Proces powstawania tej sztuki jest pracochłonny i wymaga sporej cierpliwości zarówno od osoby tatuowanej, jak i tatuażysty.

- Jednego klienta tatuowałem bez przerwy przez dziewięć godzin w nocy - wspomina Damian Bloch.

Decydując się na zabieg, musimy być przygotowani na ból. Do najbardziej wrażliwych miejsc należą te najmniej umięśnione, takie jak twarz, wewnętrzna strona dłoni, czy kręgosłup. Okazuje się, że kobiety są bardziej odporne na niedogodności z tym związane.

- Dziewczyny siadają i potrafią przez kilka godzin nawet nie drgnąć.

Wzór tatuażu klienci wybierają sobie sami, uwzględniając własną budowę ciała.

- Niektórych wzorów nie można wykonać w danym miejscu, na przykład ze względu na ich wielkość. Tatuaż może też uwydatniać pewne atuty anatomii, ale jego nieodpowiednie dobranie może podkreślać niedoskonałości - wyjaśnia tatuażysta.

Jednym ze stałych klientów studia jest dwudziestokilkuletni Paweł, dla którego tatuaż pełni głównie rolę dekoracyjną. Wybiera motywy, kierując się swoimi upodobaniami oraz chęcią podkreślenia pewnych cech swojej osobowości.

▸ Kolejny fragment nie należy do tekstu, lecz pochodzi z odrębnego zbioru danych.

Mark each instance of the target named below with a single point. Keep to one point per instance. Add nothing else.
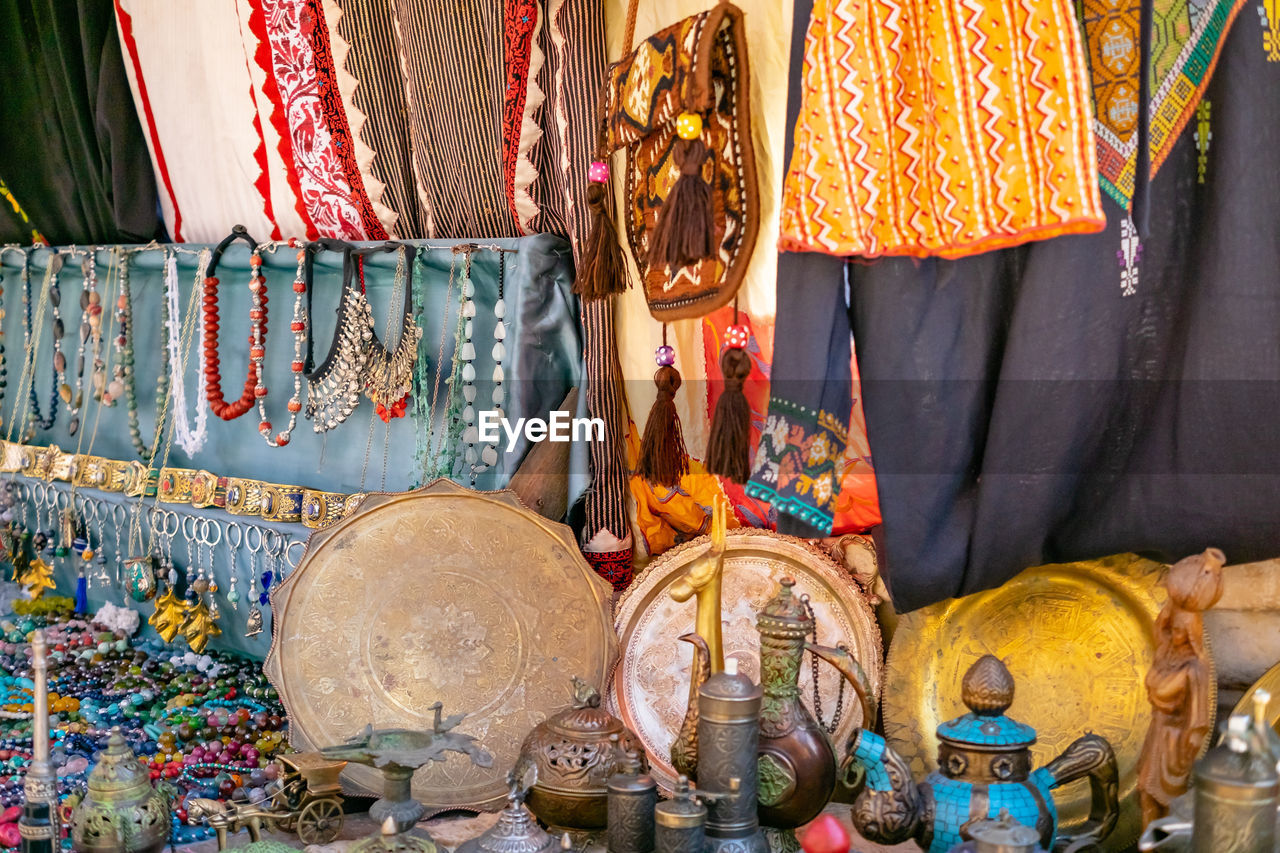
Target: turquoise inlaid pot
(984, 770)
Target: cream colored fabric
(768, 33)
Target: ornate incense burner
(122, 812)
(796, 765)
(984, 766)
(575, 757)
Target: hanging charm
(141, 578)
(298, 325)
(334, 387)
(728, 448)
(466, 356)
(1129, 256)
(391, 373)
(663, 459)
(181, 333)
(489, 452)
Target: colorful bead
(689, 126)
(736, 337)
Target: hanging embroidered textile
(71, 146)
(946, 128)
(1185, 40)
(679, 105)
(270, 146)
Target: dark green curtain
(72, 151)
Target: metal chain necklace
(128, 374)
(90, 350)
(333, 388)
(31, 325)
(191, 441)
(817, 697)
(298, 325)
(391, 372)
(257, 337)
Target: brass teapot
(984, 767)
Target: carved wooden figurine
(703, 579)
(1178, 683)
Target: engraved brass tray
(649, 689)
(1269, 682)
(440, 594)
(1078, 639)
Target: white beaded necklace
(179, 343)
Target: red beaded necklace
(254, 387)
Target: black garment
(71, 146)
(1020, 410)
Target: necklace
(489, 452)
(257, 337)
(30, 324)
(179, 347)
(300, 338)
(90, 334)
(333, 388)
(128, 375)
(469, 372)
(391, 373)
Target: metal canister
(680, 824)
(1237, 790)
(631, 799)
(728, 737)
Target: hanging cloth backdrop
(366, 119)
(72, 162)
(1023, 410)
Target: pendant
(254, 625)
(141, 582)
(199, 625)
(169, 615)
(37, 578)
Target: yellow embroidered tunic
(940, 127)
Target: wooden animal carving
(1178, 683)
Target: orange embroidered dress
(941, 127)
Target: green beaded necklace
(128, 374)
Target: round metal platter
(1078, 639)
(440, 594)
(649, 689)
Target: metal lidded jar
(575, 756)
(631, 799)
(1237, 792)
(680, 824)
(728, 737)
(120, 812)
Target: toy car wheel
(320, 821)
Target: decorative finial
(987, 688)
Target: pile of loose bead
(208, 724)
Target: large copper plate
(440, 594)
(1078, 639)
(650, 682)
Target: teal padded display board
(542, 364)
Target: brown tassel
(603, 270)
(662, 450)
(728, 451)
(685, 232)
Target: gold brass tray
(440, 594)
(1078, 639)
(1269, 682)
(649, 689)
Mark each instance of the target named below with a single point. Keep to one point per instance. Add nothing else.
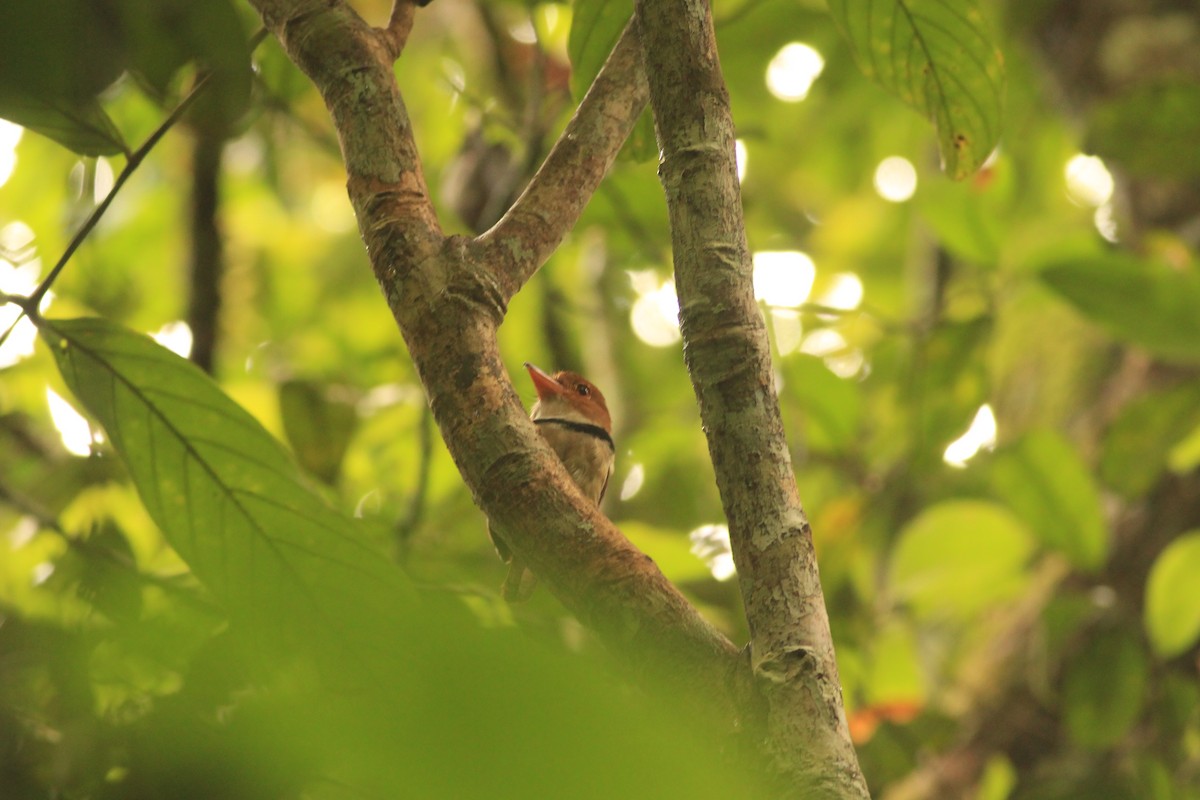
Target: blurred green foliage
(1042, 594)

- Tatuaż jest formą wolności. Do mnie należy wybór, co chcę zrobić ze swoim ciałem - mówi Paweł.

IM BEZPIECZNIEJSZY, TYM LEPSZY

Zabieg niesie za sobą ryzyko, ze względu na możliwość zakażenia. Dlatego też, jeżeli już ktoś decyduje się na tatuaż, powinien skorzystać z profesjonalnego studia.

- Nie widzę zagrożenia dla zdrowia i negatywnych następstw wykonywania tatuażu, jeżeli zachowane są środki bezpieczeństwa i higieny. Wymogi sanitarno-epidemiologiczne w profesjonalnych studiach są określone przez odpowiednie przepisy, jak w przypadku gabinetów stomatologicznych, zakładów kosmetycznych, czy fryzjerskich - wyjaśnia Piotr Miroński, lekarz medycyny z ośrodka zdrowia "Eskulap" w Szczytnie.

Przeciwwskazane jest tatuowanie takich miejsc jak brzuch, czy piersi kobiet, które w przyszłości chcą zostać matkami. Skóra w tych miejscach w czasie ciąży ulega rozciąganiu, przez co tatuaż może zostać zniekształcony.

Właściciel studia podkreśla, że nie tatuuje nieletnich ze względu na właściwości skóry w tym wieku, a także na związane z tym nieprzyjemności, jakie mogłyby spotkać jego potencjalnych klientów ze strony rodziców. Pretensje mogliby także kierować do niego.

- Tatuuj się mądrze i bezpiecznie - to główna dewiza naszego rozmówcy.

Decydując się na zabieg, powinniśmy sprawę dobrze przemyśleć.

- Pewna dziewczyna zrobiła sobie w innym studio tzw. tatuaż tymczasowy. Po upływie pięciu lat rzeczywiście znikł... ale nie do końca. Zostały jego pewne fragmenty. Aby je zamaskować, trzeba je było pokryć drugim tatuażem - opowiada właściciel studia.

Warto pamiętać, że usunięcie tatuażu zawsze pozostawia trwałą pamiątkę w postaci blizny.